Dry van is sitting around $2.01 to $2.12 per mile all-in. Reefer averaged $2.97 per mile in March, with some Texas and Arizona lanes running well above that. Flatbed is at its highest point since August 2022 after rising 12 of the last 13 weeks. Every segment is running materially above where it was a year ago.

3. How bad is diesel right now and how does it affect my take-home?

Diesel hit $5.37 per gallon nationally as of late March 2026, the highest weekly average since 2022. At that price, fuel is adding roughly $0.36 per mile to your operating cost. That eats directly into your margin on every load. Slowing down from 75 to 65 mph saves you 8 to 9 cents per mile in fuel alone. On a 500-mile run, that's $40 to $45 back in your pocket without touching the rate.

4. What is the load-to-truck ratio and why should I care about it?

The load-to-truck ratio tells you how many loads are available for every truck posted on the board. When that number goes up, carriers have more options and more leverage on rate. Right now it's at a four-year high. That means if you're turning down bad freight, you have a real shot at finding something better. When that ratio is low, you take what you can get. Right now, you don't have to.

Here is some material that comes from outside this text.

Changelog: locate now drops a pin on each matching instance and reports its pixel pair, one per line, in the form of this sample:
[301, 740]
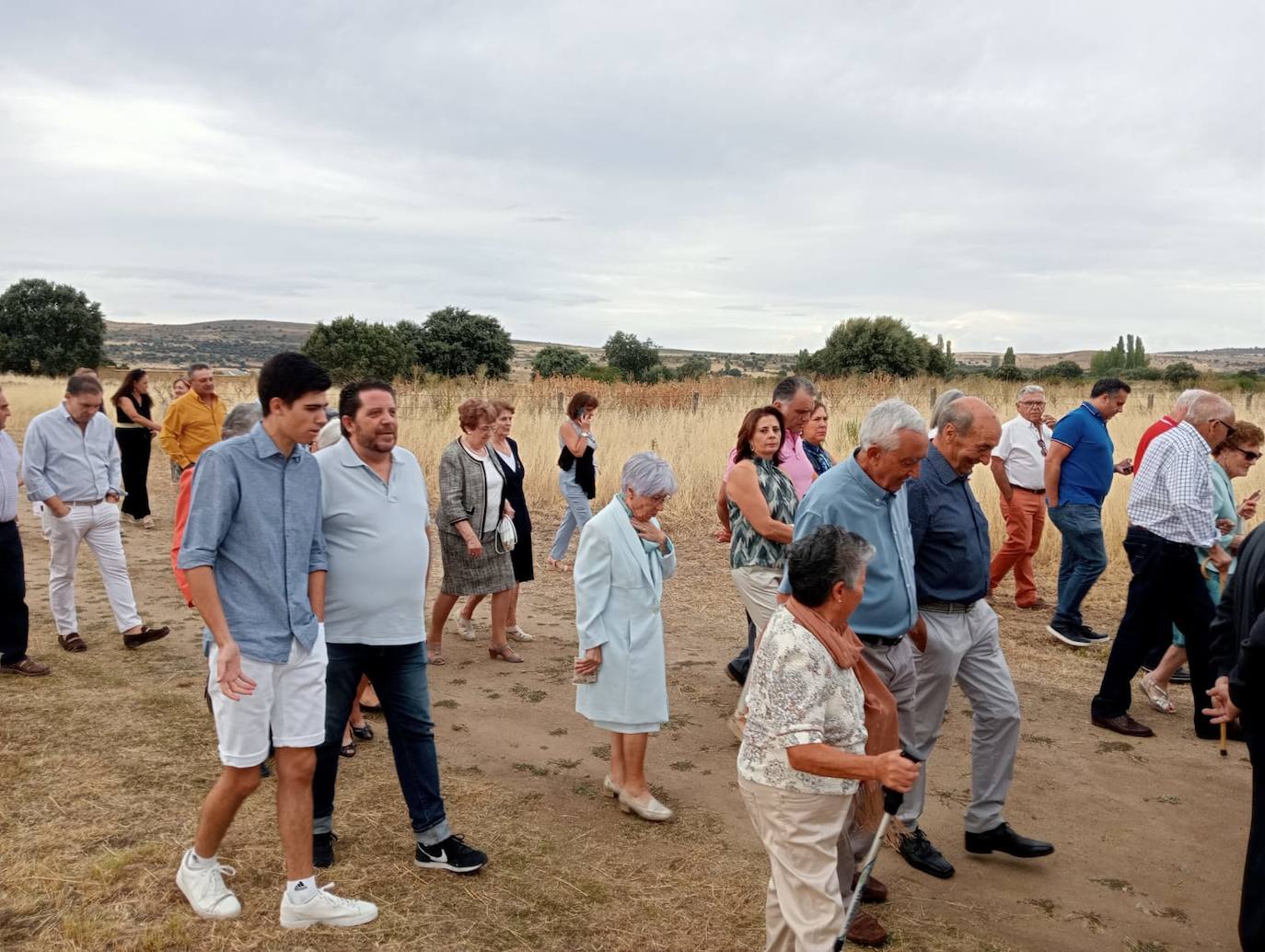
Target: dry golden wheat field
[102, 765]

5. Which lanes and equipment types had the best rates last week?

Reefer out of South Texas was the standout. McAllen linehaul was running 26% above last year. Nogales to Boston was clearing $10,000 to $10,600 a load. Nogales to Chicago hit $5,900 to $6,200. Florida posted its biggest single-week reefer gains since February. Flatbed in the Southeast and South Texas was also strong. Dry van in the Midwest and Northeast had the most consistent improvement on the van side.

6. What does contract versus spot rate compression mean for owner ops?

It means the gap between what shippers locked in on contract and what the open market is charging has nearly disappeared. A year ago, contract rates ran about $0.41 per mile above spot. By March 2026, that gap was down to $0.11. When those two numbers get close, shippers lose their cushion and brokers lose their go to relief valve. That puts more pressure on the spot market and gives carriers more room to push back on low offers.

7. Is this freight market recovery going to last or is it just a seasonal bump?

It is not purely seasonal. Produce season and spring construction are adding fuel to the fire right now, but the structural shift underneath is real. Capacity has been permanently reduced. Carrier operating costs are higher than they have ever been at $2.26 per mile industry-wide. Diesel is not coming back down fast. The carriers who left are not rushing back. This is not a one-week pop. That said, nobody should be planning their business around rates spiking overnight. Gradual and lane-dependent is the honest forecast.

7. What should owner operators and small carriers do differently right now?

Know your cost per mile cold. At $5.37 diesel, every load that does not cover your number is a load working against you. Cut deadhead wherever you can. Say no to freight that does not pay. Position in strong markets like the Midwest or produce lanes in Texas and Florida if you can. Build real relationships with brokers and shippers who will cover you when it is tight instead of shopping you on price every single week. This market rewards discipline more than hustle right now.